Yazar: Elif İrem TÜRKEL (11 Yaşında)
Editör: Salih DOYGUN (10 Yaşında)
Şef Editör: Yağmur KARACAN
Son günlerde hiç kesilmeyen “şıp şıp” sesleri Merve’yi endişelendiriyordu. Acaba gökyüzü niçin ağlıyordu? Annesine sordu merakla: “Bulutların bir sorunu mu var acaba? Günlerdir bağıra çağıra ağlıyorlar.”
Annesi buldu cevabı anında: “Gözyaşı tuzlu olur ağlayınca, hemen bakmalı yağmurun tadına.”
Bir baktı ki Merve, tuzluydu yağmur suyu. Şimdi araştırıp bulmalı bulutun sorununu.
Annesinin hazırdı planı. Merve hemen toparladı çantayı. Çıkmadan evden tarçınlı kurabiyeleri de çantaya attı. Komşuları Ejderha Zopej kırmadı onları, Merve’yi sırtına aldı. Merve ile Zopej gökyüzüne uçtu. Annesi yeryüzünden el sallayıp durdu. Çıktılar gökyüzüne, çok yükseğe vardılar. İşte tam orada, Bay Bulut’u gördüler.
Bay Bulut’un gözyaşları yağmur gibi yağıyordu. Merve ile Zopej, Bay Bulut’a sokuldu. Bir yandan ağlarken işte şöyle diyordu: “Dünya artık savaşlarla, soykırımlarla dolu. Bana düşen izlemek merhametin acı sonunu. Biri artık çıkmalı, çözmeli bu sorunu. Hiç kimse mi göremiyor bunun insafsızlık olduğunu?”

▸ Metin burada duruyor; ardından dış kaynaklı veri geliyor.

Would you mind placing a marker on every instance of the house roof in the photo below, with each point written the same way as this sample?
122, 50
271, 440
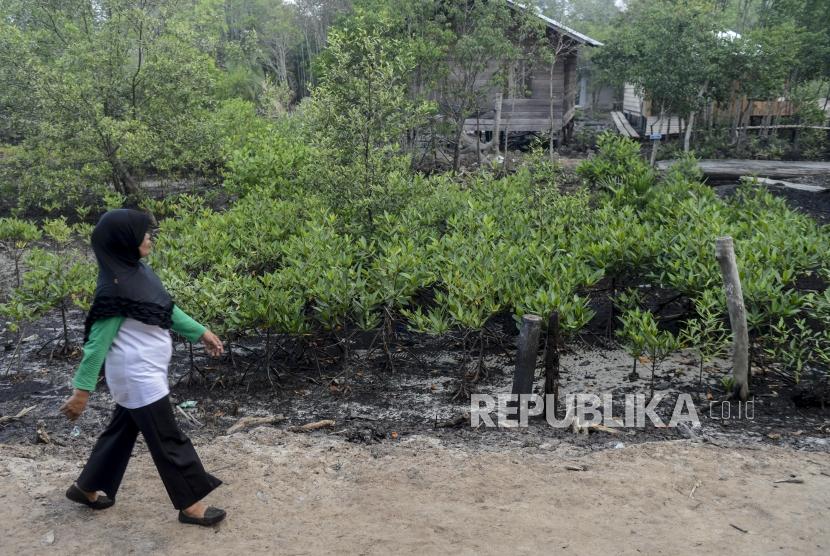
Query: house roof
558, 27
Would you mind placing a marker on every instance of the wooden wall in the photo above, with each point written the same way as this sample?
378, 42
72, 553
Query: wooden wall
530, 109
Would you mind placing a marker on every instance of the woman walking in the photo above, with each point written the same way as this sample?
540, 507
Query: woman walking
128, 326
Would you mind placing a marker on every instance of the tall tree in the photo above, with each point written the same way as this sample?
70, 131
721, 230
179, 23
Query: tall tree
669, 50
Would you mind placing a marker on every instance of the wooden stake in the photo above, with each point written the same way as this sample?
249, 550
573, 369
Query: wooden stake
725, 254
526, 355
552, 364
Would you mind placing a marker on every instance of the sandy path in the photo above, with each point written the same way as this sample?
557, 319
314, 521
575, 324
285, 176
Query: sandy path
294, 494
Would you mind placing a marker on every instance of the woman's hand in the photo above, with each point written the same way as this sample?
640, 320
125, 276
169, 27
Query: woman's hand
75, 405
212, 343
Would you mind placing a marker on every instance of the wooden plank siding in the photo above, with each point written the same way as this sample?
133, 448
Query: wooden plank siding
623, 126
641, 114
531, 113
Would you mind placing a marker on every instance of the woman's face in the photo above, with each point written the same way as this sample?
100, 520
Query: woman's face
146, 245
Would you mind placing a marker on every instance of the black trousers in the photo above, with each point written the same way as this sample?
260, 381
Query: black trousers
181, 471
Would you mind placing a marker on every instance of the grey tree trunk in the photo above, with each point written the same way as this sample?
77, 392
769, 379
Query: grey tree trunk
687, 138
725, 254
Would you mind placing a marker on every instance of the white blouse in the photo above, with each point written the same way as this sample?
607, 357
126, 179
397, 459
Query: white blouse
136, 364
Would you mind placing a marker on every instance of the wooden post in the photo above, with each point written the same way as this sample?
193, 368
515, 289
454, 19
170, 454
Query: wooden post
526, 355
725, 254
552, 365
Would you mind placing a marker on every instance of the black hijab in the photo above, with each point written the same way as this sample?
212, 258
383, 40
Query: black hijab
126, 286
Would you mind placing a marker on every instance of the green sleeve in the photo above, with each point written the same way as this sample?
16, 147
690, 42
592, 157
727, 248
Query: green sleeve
183, 324
101, 335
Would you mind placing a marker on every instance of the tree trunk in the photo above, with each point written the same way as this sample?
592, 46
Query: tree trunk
690, 122
725, 254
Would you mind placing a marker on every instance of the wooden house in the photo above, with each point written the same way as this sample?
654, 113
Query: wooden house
537, 100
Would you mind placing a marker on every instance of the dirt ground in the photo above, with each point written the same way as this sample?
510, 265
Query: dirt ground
288, 493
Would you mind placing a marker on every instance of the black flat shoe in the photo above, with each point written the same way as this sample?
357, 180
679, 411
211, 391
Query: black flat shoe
77, 495
212, 517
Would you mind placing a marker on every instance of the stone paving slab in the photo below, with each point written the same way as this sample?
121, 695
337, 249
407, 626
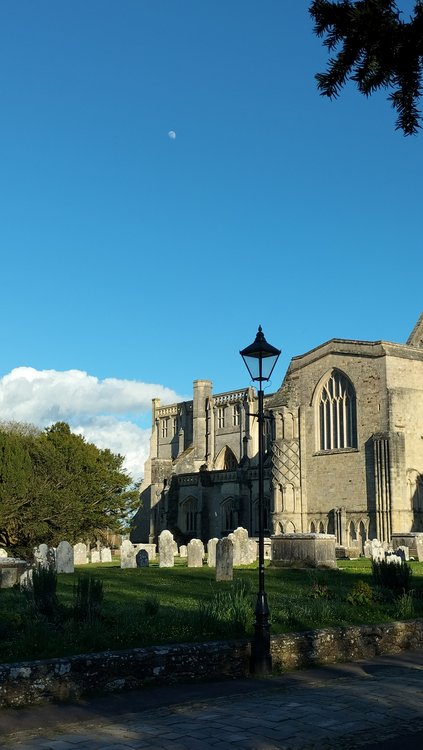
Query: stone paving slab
361, 705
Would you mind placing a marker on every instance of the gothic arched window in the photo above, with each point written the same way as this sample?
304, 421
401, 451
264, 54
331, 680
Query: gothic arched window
337, 414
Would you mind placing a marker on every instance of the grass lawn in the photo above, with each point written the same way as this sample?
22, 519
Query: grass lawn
154, 606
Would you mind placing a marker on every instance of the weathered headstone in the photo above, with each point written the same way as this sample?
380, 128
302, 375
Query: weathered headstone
377, 550
80, 556
393, 559
64, 558
166, 549
403, 552
195, 553
211, 552
105, 554
242, 546
127, 555
43, 556
253, 550
151, 549
141, 558
235, 548
95, 555
224, 559
26, 580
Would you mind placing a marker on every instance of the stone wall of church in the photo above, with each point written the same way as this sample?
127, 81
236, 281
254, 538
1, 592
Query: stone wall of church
339, 478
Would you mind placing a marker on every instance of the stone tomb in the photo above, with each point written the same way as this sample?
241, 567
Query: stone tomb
304, 550
224, 560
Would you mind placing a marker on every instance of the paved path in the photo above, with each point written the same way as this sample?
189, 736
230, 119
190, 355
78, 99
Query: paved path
376, 705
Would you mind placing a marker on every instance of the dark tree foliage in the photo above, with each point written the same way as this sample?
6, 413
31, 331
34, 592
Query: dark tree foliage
375, 48
54, 485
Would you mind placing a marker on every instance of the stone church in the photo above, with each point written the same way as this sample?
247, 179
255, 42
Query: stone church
343, 450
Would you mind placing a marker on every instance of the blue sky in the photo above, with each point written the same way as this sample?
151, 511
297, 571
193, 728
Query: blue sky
132, 258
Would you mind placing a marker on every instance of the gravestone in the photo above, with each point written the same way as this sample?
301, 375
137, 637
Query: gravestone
377, 550
80, 556
235, 548
211, 552
304, 550
105, 554
368, 549
141, 558
127, 555
253, 546
404, 553
11, 569
224, 559
64, 558
151, 549
242, 544
44, 556
166, 549
393, 559
94, 555
195, 553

Merve çok üzüldü tüm bunları duyunca. Süper Çanta'dan bir mendil çıkarıp uzattı Bay Bulut’a. Yapacak şeyi yoktu bir çocuğun dev tanklar karşısında. Bay Bulut’a anlatmaya çalıştı çaresizliğini. Bay Bulut da ona şöyle karşılık verdi: “Engelleyemiyorsak elimizle, biz de denemeliyiz dilimizle. Yani anlatırsak bu vahşeti, çekeriz üzerimize tüm dikkatleri. Anlatamazsak dilimizle, biz de deneriz kalbimizle. Kalbimizle dua ederiz, olmadıysa bile en azından denedik deriz.”
Biraz düşündükten sonra, “Çok haklısın Bay Bulut!” dedi Merve. Bay Bulut gülümsedi ona: “Unutma, bulutları bile üzer dünyadaki kargaşa.” Acaba ne yapsaydı Merve, hangisini uygulasaydı? Meğer küçücük bir çocuğun dev tanklar karşısında yapacak ne çok şeyi vardı.
Tam o sırada bir yağmur başladı. Çiçekleri, evleri, arabaları ve kızını bekleyen bir kadını ıslattı. Çıkardı dilini dışarı, baktı yağmurun tadına. Tatlı suydu bu. Mini mini çocukların büyüdüklerinde yapacaklarını düşünen bir bulutun sevinç gözyaşlarıydı.